Great news for the American offshore wind sector. President Obama has made the Atlantic Coast available, for the first time ever, to offshore wind developers.
The Department of the Interior intends to offer almost 278,000 acres up for leases in early 2013; the areas covered lie off the shores of Rhode Island, Massachusetts, and Virginia.
From the Guardian:
“Wind energy along the Atlantic holds enormous potential, and today we are moving closer to tapping into this massive domestic energy resource to create jobs, increase our energy security and strengthen our nation’s competitiveness in this new energy frontier,” the interior secretary, Ken Salazar, said in a statement.
Although a number of wind farms have been built recently across the continental U.S., none have been completed offshore. The industry is now wary to proceed with more farms since production tax credits are set to expire at the end of the year, and so far there has been no move to renew them.

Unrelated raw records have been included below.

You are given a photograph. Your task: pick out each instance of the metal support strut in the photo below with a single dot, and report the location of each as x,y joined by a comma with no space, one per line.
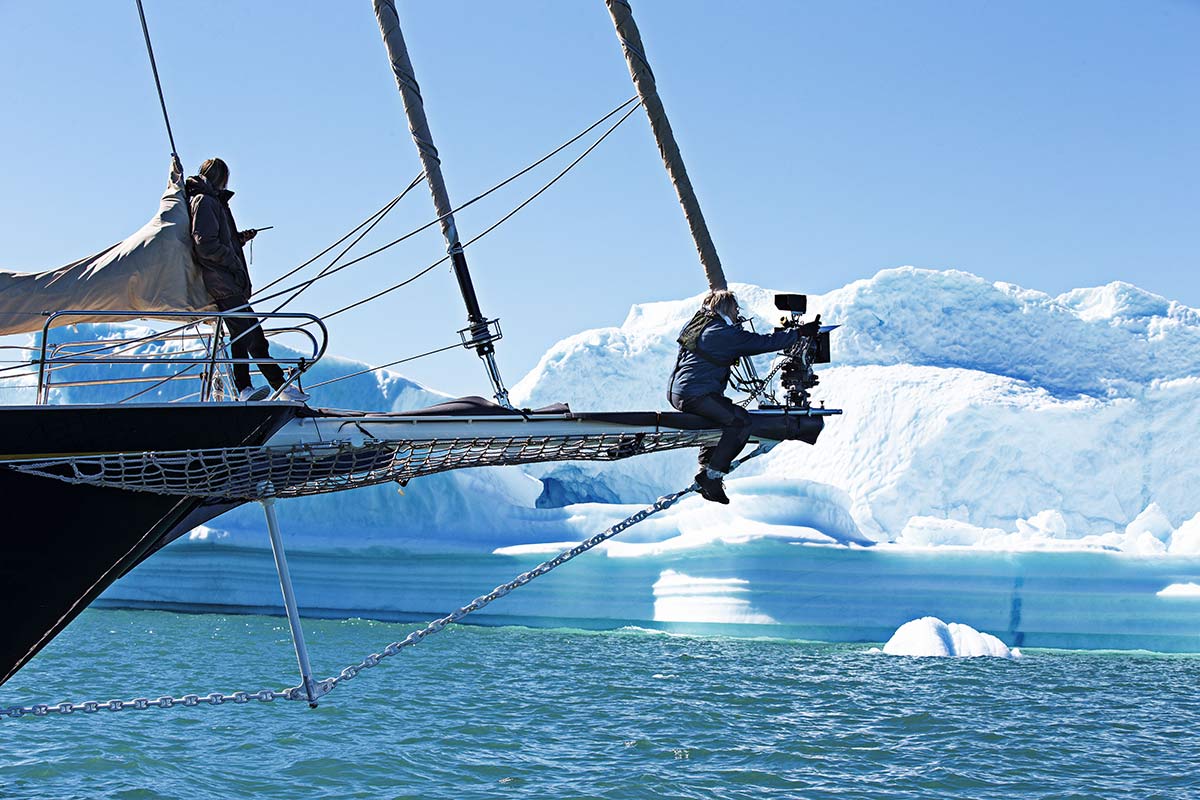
289,601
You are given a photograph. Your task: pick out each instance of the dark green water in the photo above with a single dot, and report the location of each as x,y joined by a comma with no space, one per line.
502,713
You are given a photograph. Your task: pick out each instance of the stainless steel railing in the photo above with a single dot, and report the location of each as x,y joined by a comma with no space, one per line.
193,350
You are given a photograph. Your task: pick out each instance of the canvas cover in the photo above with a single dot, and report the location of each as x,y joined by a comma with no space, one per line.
153,270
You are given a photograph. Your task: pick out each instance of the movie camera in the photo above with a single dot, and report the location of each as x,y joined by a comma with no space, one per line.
795,368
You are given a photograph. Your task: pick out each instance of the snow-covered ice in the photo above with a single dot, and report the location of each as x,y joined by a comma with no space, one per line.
930,636
1020,462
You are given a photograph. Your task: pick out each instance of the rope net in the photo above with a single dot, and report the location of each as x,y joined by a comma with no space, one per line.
300,470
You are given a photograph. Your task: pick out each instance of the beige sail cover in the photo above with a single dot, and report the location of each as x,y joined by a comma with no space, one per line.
153,270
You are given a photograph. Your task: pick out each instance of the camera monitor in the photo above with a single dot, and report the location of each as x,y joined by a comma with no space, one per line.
797,304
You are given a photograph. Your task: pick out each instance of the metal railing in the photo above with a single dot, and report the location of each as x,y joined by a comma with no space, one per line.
201,353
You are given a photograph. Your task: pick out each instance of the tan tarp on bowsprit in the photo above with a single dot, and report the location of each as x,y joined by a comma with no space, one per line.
153,270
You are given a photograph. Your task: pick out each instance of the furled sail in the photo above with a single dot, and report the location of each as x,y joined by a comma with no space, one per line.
153,270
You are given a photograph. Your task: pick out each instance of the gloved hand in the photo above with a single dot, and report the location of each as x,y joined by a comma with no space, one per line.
810,329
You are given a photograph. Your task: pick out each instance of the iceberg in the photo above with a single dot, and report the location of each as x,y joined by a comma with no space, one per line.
1012,459
930,637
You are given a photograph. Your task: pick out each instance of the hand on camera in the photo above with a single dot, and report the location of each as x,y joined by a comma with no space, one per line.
810,329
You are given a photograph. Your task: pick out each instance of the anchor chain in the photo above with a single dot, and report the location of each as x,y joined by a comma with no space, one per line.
375,659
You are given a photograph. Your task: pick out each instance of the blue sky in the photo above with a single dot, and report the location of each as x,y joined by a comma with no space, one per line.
1053,145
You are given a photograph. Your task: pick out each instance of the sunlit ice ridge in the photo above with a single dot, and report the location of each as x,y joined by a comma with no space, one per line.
1018,462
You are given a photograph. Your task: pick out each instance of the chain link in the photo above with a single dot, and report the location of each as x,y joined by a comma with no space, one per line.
375,659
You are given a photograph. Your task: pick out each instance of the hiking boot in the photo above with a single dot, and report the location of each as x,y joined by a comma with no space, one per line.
253,394
294,395
712,487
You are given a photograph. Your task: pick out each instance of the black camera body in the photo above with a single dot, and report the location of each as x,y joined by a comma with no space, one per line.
796,373
795,368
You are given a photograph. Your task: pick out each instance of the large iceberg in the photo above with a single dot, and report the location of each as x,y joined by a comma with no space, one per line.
1012,459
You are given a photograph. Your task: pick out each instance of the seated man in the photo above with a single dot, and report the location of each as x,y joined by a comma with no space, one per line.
219,250
709,344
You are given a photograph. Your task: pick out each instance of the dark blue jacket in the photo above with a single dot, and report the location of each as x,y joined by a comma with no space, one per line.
216,241
695,376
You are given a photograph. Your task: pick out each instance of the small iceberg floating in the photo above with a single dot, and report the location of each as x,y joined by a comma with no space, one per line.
930,636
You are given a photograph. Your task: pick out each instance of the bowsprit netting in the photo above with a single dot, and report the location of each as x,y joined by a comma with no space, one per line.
298,470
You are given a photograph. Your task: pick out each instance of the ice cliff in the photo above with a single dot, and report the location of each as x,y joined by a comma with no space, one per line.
1013,459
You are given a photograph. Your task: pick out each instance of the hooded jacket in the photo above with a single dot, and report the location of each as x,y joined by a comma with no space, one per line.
216,240
720,346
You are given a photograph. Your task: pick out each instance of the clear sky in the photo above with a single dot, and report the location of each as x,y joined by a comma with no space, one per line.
1048,144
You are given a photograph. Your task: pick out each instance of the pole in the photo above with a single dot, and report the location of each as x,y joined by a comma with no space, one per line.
289,600
481,338
647,89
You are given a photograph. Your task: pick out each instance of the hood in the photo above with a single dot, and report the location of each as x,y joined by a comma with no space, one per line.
201,185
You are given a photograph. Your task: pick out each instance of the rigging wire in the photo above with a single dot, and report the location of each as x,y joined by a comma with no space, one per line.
384,366
468,203
325,271
385,209
493,227
472,241
157,83
370,222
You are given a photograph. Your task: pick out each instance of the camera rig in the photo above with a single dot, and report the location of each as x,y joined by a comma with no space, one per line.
795,367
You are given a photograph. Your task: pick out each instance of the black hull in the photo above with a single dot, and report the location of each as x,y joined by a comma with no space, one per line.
65,543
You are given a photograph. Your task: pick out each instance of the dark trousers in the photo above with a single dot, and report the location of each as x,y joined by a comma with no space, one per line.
733,420
247,342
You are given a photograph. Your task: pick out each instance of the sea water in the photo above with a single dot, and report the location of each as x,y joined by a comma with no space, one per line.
511,711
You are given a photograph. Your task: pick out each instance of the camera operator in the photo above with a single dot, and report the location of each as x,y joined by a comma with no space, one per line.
711,343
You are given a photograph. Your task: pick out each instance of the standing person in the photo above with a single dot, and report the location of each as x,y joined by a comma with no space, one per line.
709,344
219,250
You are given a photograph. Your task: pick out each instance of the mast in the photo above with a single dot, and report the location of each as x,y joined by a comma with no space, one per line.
647,89
480,334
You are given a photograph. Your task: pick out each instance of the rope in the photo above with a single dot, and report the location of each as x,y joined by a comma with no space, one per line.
468,203
497,224
329,266
157,83
375,659
287,275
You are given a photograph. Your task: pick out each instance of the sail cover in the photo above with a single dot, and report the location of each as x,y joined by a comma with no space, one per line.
153,270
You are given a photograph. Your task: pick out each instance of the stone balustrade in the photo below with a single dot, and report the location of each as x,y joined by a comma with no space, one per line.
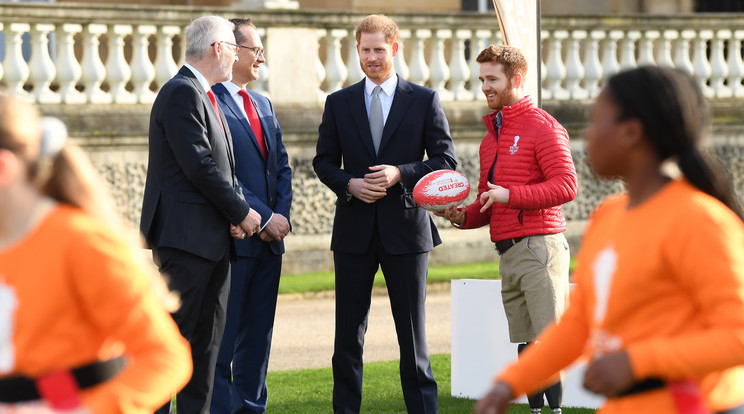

The Atlantic Coast holds enough wind potential to power around 1.4 million households.
The Cape Wind project in Nantucket Sound—the first offshore proposal in the U.S.—faced stiff opposition when it was announced. The project would feature 130 turbines, and it is expected to begin operations by the end of 2015. Still, that’s after fifteen years of legal turmoil.
As the Guardian reports, the new proposed areas off Rhode Island and Massachusetts are about 10 miles offshore; the Virginia proposal is around 23 nautical miles off southern Virginia.